阪急は7000系・7300系まで一貫した顔のデザインでしたが、8000系登場時にその風貌は一新されました。今までまるっとしたデザインでしたが、シャープなデザインが採用され、一部のファンからは「新車顔」と呼ばれて愛されています。
ところで、8000系以降では、前面の貫通扉の窓が拡大されています。この理由、いったい何なのでしょうか?
阪急8000系の外観デザイン
阪急車両において、前面の均整のとれた顔立ちは、阪急マルーンと合わせて伝統的なエクステリアとも言えます。
行先表示器を覆うほど前面の窓は大きく拡大され、標識灯も丸から四角に変更、額縁デザインも相まって、かなりシャープな仕上がりになっています。
8000系のバリエーションは多く、一部では迷走しているとも言われていますが、改善点は製造時バリエーションごとにフィードバックしており、8000系・8300系以降の形式にも反映されています。
また、8000系のデザインは、9000系・9300系、2代目1000系・2代目1300系のベースデザインとしても引き継がれており、阪急車両のイメージチェンジに大きく貢献したと言っても過言ではありません。
拡大された前面貫通扉の窓
さて、シャープな顔立ちになった8000系ですが、今まで、上下左右に均整の取れた顔立ちを維持してきたにもかかわらず、前面貫通扉の窓を下方に拡大しています。

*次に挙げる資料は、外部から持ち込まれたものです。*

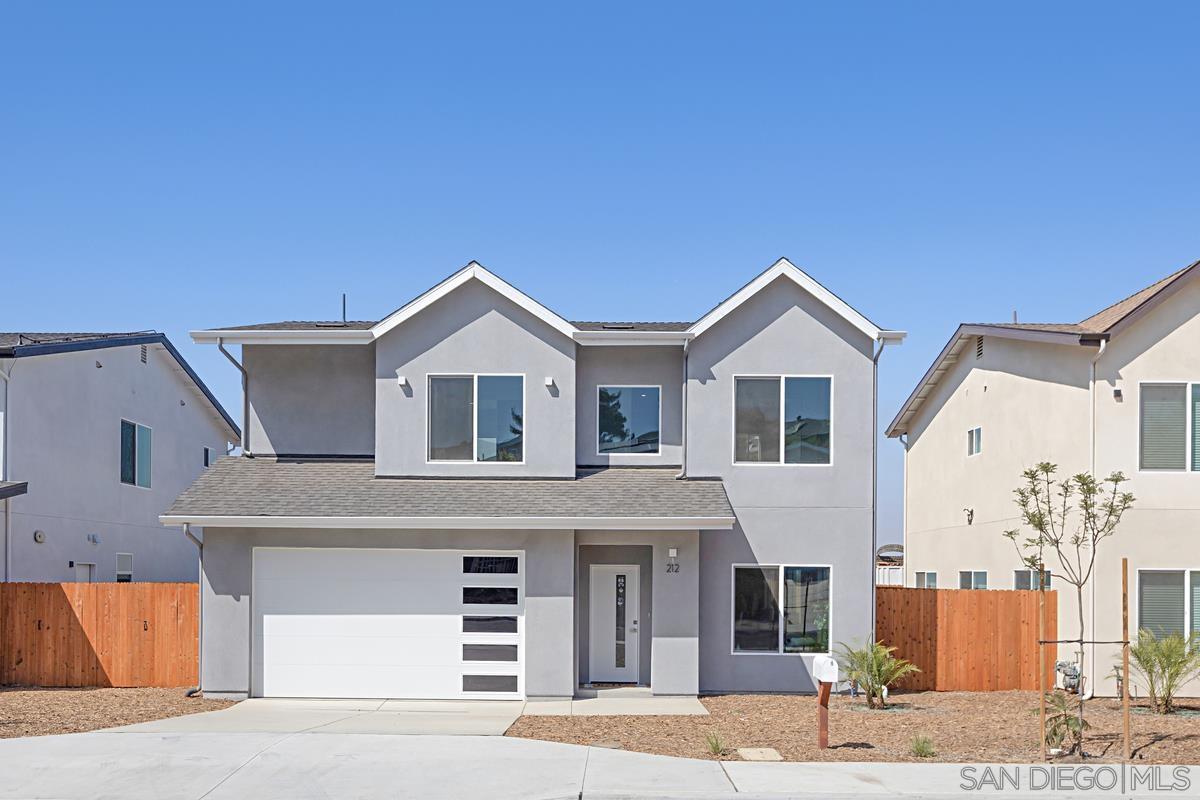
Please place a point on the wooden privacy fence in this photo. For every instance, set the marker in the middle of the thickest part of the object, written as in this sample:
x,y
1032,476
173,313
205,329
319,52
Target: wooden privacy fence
x,y
967,639
99,633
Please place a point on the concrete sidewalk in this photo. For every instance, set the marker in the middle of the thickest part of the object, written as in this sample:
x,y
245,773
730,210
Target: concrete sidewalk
x,y
208,765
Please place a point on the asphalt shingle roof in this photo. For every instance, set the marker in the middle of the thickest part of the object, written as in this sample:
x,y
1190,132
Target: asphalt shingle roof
x,y
270,487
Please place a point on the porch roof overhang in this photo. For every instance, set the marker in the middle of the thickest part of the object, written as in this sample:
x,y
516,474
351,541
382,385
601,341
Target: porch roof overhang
x,y
282,492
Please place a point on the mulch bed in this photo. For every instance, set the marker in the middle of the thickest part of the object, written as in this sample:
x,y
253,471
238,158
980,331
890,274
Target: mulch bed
x,y
45,711
964,727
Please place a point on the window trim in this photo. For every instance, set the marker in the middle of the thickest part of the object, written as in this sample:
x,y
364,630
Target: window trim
x,y
783,433
474,416
1189,456
1188,623
597,408
135,483
779,644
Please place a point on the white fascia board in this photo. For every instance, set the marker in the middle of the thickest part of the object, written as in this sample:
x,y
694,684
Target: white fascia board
x,y
333,336
783,268
473,271
645,338
460,523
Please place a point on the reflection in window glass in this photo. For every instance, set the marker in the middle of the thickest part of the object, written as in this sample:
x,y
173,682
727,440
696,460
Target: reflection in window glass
x,y
628,419
805,609
501,417
450,419
756,420
755,609
807,420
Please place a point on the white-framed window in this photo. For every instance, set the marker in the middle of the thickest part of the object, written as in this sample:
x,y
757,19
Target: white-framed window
x,y
783,420
124,567
1169,427
1169,601
781,608
477,419
628,420
973,579
1025,579
136,453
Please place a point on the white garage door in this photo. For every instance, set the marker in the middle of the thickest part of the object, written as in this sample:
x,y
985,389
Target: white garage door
x,y
388,623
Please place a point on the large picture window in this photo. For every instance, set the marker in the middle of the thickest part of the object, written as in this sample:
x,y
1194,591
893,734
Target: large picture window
x,y
1169,427
781,608
477,417
628,420
783,420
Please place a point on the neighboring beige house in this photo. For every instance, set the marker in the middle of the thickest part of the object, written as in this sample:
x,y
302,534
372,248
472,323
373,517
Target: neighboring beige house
x,y
1117,391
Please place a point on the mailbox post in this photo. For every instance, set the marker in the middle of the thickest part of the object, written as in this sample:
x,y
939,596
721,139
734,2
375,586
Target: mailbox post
x,y
825,673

運転台の窓の底辺と、貫通扉の窓の底辺の位置を比べてみると、貫通扉の窓が少しだけ下になっています1。
また、7000系・7300系と比べてみると一目瞭然です2。
8000系で前面貫通扉の窓を拡大した理由、「子どもが前面展望しやすくなるように配慮3」「視認性の向上4」など噂が巷に流れていますが、イマイチ説得力に欠けています。
担当役員の指示…らしい?
そんなこんなで悩んでいたところ、普段から懇意にして頂いている、日本の車窓から(兵庫の人)様に、鉄道ピクトリアルに記載がある旨を教えて頂き、さっそくネットでポチって取り寄せてみました(到着まで2週間以上かかりましたが)。
当該の雑誌は『鉄道ピクトリアル No.837 2010年8月号臨時増刊 【特集】阪急電鉄』。

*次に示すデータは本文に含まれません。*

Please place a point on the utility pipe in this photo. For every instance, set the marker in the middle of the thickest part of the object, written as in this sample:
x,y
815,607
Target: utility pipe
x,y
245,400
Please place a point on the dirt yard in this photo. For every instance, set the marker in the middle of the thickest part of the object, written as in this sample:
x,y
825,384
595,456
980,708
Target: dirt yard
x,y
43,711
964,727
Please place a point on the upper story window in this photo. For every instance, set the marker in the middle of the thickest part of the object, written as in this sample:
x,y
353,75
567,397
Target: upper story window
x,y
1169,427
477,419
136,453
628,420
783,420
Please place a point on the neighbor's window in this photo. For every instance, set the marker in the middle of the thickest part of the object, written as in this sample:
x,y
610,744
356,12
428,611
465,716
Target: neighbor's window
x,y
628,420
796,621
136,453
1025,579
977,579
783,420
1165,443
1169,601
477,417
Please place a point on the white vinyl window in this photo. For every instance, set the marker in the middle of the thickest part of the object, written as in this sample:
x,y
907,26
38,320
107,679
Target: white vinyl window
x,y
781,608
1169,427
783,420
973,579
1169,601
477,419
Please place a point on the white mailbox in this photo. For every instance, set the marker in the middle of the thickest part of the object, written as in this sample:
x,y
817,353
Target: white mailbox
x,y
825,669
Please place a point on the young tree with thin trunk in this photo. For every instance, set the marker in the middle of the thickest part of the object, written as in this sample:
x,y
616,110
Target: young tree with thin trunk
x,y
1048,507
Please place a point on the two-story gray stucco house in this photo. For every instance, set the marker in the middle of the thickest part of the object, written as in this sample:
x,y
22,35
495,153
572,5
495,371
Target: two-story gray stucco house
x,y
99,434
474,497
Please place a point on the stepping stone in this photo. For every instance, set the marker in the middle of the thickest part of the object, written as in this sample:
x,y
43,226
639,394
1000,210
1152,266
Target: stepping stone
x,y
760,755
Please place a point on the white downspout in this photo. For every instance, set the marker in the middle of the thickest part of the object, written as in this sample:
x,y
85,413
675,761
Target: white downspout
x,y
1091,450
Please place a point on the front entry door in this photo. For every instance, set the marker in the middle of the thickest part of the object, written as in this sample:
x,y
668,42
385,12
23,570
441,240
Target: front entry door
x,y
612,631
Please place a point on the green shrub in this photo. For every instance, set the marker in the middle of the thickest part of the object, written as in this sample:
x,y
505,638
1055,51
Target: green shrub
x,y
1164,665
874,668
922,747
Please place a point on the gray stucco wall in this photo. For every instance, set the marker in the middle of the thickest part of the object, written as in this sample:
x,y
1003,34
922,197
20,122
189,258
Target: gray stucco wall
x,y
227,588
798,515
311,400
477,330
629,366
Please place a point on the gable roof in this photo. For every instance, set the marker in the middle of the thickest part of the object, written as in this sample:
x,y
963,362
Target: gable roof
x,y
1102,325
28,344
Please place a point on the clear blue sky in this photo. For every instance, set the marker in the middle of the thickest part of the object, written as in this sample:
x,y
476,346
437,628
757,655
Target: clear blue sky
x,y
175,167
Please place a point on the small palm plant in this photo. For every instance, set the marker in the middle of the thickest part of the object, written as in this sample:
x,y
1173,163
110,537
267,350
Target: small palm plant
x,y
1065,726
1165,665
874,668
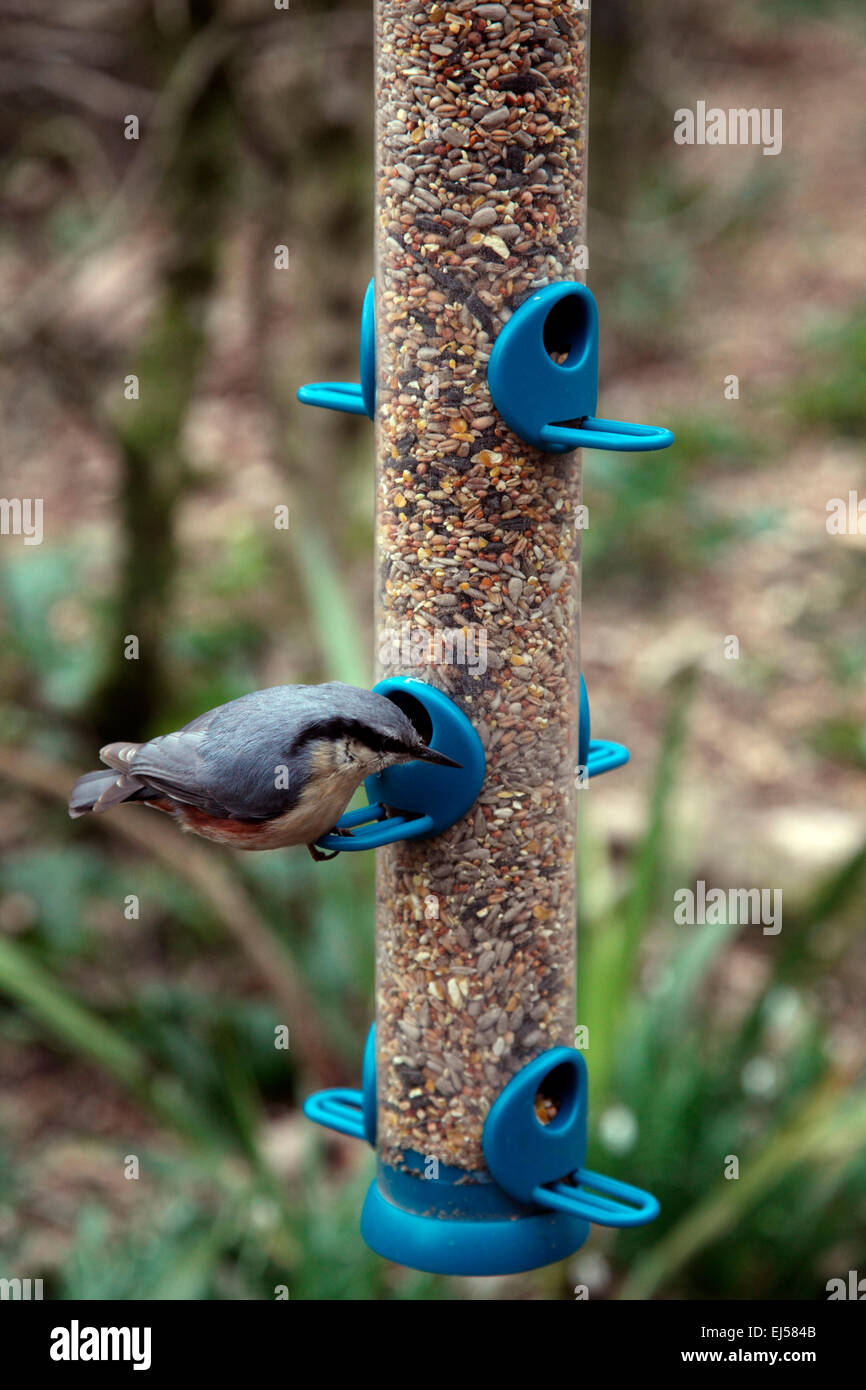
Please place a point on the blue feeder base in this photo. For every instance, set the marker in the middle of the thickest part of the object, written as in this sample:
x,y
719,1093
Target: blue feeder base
x,y
469,1247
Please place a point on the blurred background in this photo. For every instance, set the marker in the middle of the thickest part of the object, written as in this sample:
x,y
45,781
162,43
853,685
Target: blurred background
x,y
152,1034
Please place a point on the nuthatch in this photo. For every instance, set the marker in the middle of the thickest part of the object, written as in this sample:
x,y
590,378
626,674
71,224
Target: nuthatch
x,y
271,769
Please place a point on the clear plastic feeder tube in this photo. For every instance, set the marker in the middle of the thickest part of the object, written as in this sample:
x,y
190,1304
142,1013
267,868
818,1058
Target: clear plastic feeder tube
x,y
481,138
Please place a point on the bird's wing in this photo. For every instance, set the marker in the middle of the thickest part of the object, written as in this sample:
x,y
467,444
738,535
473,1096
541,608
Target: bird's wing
x,y
174,765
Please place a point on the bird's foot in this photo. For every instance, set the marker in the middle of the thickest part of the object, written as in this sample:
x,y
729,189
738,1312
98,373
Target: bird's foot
x,y
320,854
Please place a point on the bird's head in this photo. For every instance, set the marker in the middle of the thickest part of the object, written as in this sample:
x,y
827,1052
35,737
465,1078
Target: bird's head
x,y
371,736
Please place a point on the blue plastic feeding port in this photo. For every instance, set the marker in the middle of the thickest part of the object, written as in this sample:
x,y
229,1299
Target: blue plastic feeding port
x,y
597,755
544,377
344,395
416,799
533,1207
345,1111
541,1162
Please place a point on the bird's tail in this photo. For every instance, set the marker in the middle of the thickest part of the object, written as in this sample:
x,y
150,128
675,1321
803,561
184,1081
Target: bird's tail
x,y
102,790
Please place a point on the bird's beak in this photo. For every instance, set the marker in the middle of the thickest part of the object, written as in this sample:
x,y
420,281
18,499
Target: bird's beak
x,y
430,755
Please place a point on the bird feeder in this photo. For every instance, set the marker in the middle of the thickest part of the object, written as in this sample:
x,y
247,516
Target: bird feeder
x,y
480,371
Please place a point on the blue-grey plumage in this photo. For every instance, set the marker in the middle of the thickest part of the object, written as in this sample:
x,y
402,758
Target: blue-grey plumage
x,y
271,769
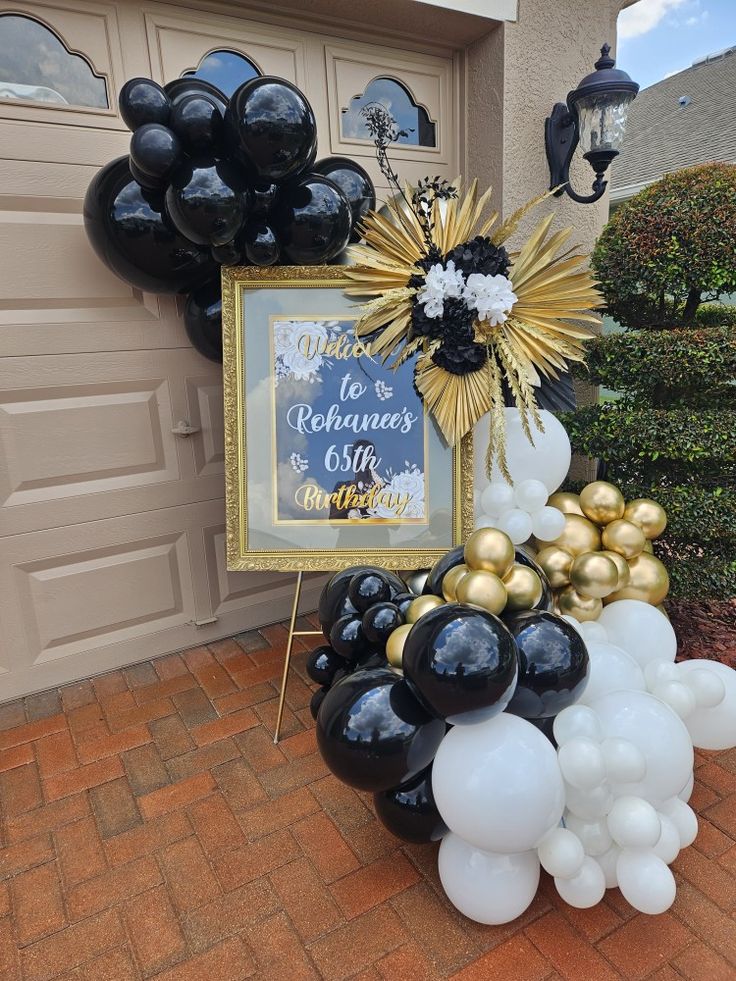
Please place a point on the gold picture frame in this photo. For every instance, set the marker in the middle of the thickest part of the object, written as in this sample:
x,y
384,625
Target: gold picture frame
x,y
258,538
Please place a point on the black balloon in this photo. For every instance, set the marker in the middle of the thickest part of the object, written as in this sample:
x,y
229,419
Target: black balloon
x,y
207,200
155,151
130,232
372,732
272,127
433,585
323,664
379,621
203,320
553,664
355,184
316,700
259,244
142,101
312,219
461,662
347,637
367,588
197,121
409,810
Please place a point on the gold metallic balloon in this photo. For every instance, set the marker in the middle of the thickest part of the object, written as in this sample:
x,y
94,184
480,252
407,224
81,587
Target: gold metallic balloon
x,y
555,563
415,581
621,565
649,581
482,589
583,608
395,645
647,515
450,581
602,502
566,502
523,587
490,550
579,535
593,574
421,605
623,537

当該号のうち、阪急電鉄の役員・顧問を歴任した山口益生氏のコラムの中で、8000系の前面貫通扉の窓に関する記述があります。
(前略)妻扉の窓は、担当役員の示唆で下方に大きくしたが、その製作途上に、近鉄の5200系が登場して驚いた。
―『鉄道ピクトリアル No.837 2010年8月号臨時増刊 【特集】阪急電鉄』 120ページ
つまり、当時の阪急電鉄の役員が8000系のデザインに関して、それとなくコメントしていた結果、前面貫通扉の窓を下に拡大した、ということ…らしい。
機能性の観点…という理由を期待していたのですが、まさかの鶴の一声だそうです。
実際に聞いてみた
この他にも阪急8000系の資料をガサゴソと調べてみましたが、鉄道ピクトリアル以外の資料では明確に言及しているものはなく5、
という訳で、ダメ元で聞いてみました。阪急電鉄様に。
未だかつてこんな質問をする人(もちろん、問い合わせの際はガチガチのビジネス文章です。良い子は真似しちゃダメ)はいないと思うので、回答を期待していなかったのですが、何と、恐れ多くもお返事頂きました。

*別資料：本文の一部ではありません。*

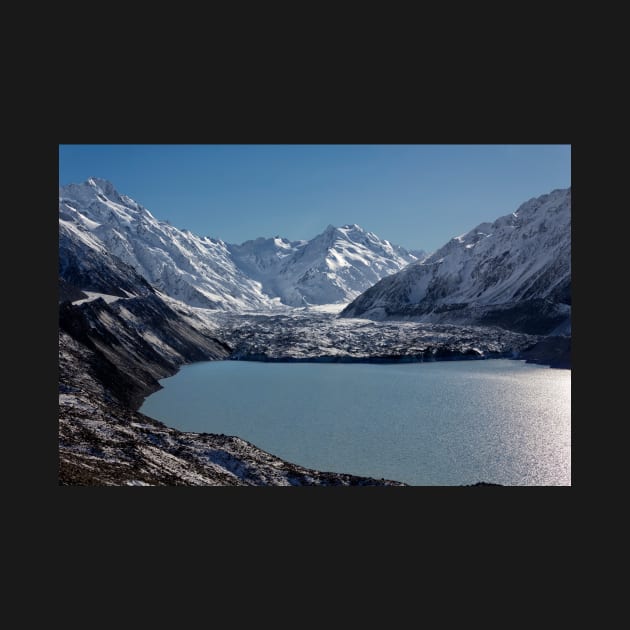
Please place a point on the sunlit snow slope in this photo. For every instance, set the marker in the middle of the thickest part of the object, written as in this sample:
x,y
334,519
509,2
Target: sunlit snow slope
x,y
333,267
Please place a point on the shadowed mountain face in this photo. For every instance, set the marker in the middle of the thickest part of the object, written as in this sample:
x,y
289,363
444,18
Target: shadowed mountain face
x,y
333,267
117,338
514,273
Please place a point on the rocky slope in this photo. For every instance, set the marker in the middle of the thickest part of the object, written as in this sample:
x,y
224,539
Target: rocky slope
x,y
258,275
103,441
514,273
114,346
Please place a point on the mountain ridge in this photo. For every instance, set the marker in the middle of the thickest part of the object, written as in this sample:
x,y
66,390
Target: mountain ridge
x,y
514,272
261,274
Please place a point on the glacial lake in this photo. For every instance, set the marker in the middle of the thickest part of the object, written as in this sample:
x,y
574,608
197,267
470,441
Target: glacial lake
x,y
442,423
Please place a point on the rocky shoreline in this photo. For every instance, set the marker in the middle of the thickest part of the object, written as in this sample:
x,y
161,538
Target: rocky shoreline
x,y
112,355
104,440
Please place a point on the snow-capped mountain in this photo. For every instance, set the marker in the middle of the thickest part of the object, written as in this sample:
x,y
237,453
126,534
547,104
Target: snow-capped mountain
x,y
196,270
95,220
515,273
333,267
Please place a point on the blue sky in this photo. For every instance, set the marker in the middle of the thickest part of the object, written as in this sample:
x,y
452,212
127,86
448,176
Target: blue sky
x,y
417,196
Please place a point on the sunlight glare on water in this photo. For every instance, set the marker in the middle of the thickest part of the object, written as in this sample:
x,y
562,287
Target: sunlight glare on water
x,y
443,423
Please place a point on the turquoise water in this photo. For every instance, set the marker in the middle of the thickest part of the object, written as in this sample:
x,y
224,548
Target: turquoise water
x,y
443,423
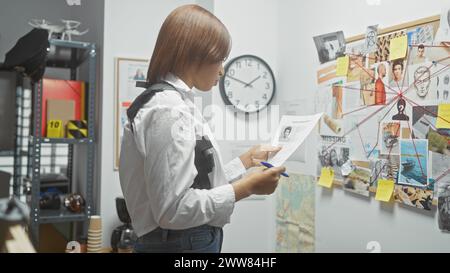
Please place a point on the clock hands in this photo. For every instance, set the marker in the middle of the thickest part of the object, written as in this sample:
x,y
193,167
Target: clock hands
x,y
244,83
250,83
238,80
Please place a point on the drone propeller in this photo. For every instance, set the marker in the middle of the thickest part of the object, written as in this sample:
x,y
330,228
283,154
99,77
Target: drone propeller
x,y
71,24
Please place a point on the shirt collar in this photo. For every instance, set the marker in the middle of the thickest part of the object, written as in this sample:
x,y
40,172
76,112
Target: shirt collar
x,y
178,83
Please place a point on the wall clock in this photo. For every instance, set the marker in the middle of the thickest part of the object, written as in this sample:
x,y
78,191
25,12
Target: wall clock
x,y
248,84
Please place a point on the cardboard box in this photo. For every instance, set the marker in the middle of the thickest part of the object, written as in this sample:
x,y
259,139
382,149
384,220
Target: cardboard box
x,y
61,110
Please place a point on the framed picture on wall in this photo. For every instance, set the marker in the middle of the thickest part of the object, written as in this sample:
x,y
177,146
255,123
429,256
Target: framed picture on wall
x,y
127,72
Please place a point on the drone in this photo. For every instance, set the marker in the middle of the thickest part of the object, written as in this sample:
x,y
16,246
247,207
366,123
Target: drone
x,y
60,32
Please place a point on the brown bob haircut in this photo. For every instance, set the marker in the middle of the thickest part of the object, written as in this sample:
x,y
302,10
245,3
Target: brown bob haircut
x,y
190,35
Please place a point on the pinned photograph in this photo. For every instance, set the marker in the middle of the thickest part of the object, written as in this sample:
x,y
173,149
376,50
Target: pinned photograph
x,y
367,82
414,163
443,85
371,39
383,45
330,46
381,82
390,138
358,181
385,167
286,133
357,61
422,83
414,197
397,75
423,120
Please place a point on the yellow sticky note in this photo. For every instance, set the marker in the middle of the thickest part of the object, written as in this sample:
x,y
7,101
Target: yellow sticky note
x,y
443,118
326,177
384,190
342,66
398,48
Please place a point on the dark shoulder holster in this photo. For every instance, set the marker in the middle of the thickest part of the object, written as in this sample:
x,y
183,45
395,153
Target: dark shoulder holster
x,y
204,151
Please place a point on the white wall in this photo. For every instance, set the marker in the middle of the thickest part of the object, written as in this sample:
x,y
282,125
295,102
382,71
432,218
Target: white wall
x,y
253,25
281,33
131,32
344,222
131,29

弊社では、車両のデザインにつきましてはトータルデザインとして検討を重ね決定しております。
(中略)形式によりタイプが異なりますが、今後も様々な観点から車両のデザインや設備等について研究を続け、お客様に愛される快適な車両をご提供していきたいと考えております。ー阪急電鉄広報部様からのご回答メール
…つまり、デザイン的な観点から前面貫通扉の窓を下方に拡大した、ということになります。
結論:デザイン
鉄道ピクトリアルの記述には機能性云々の記述はなく、役員の示唆で窓を下方に拡大したとあります。つまりデザインの話。
また、阪急電鉄様からも、デザインを考慮した上で決定したものと回答頂いております。これもデザインの話。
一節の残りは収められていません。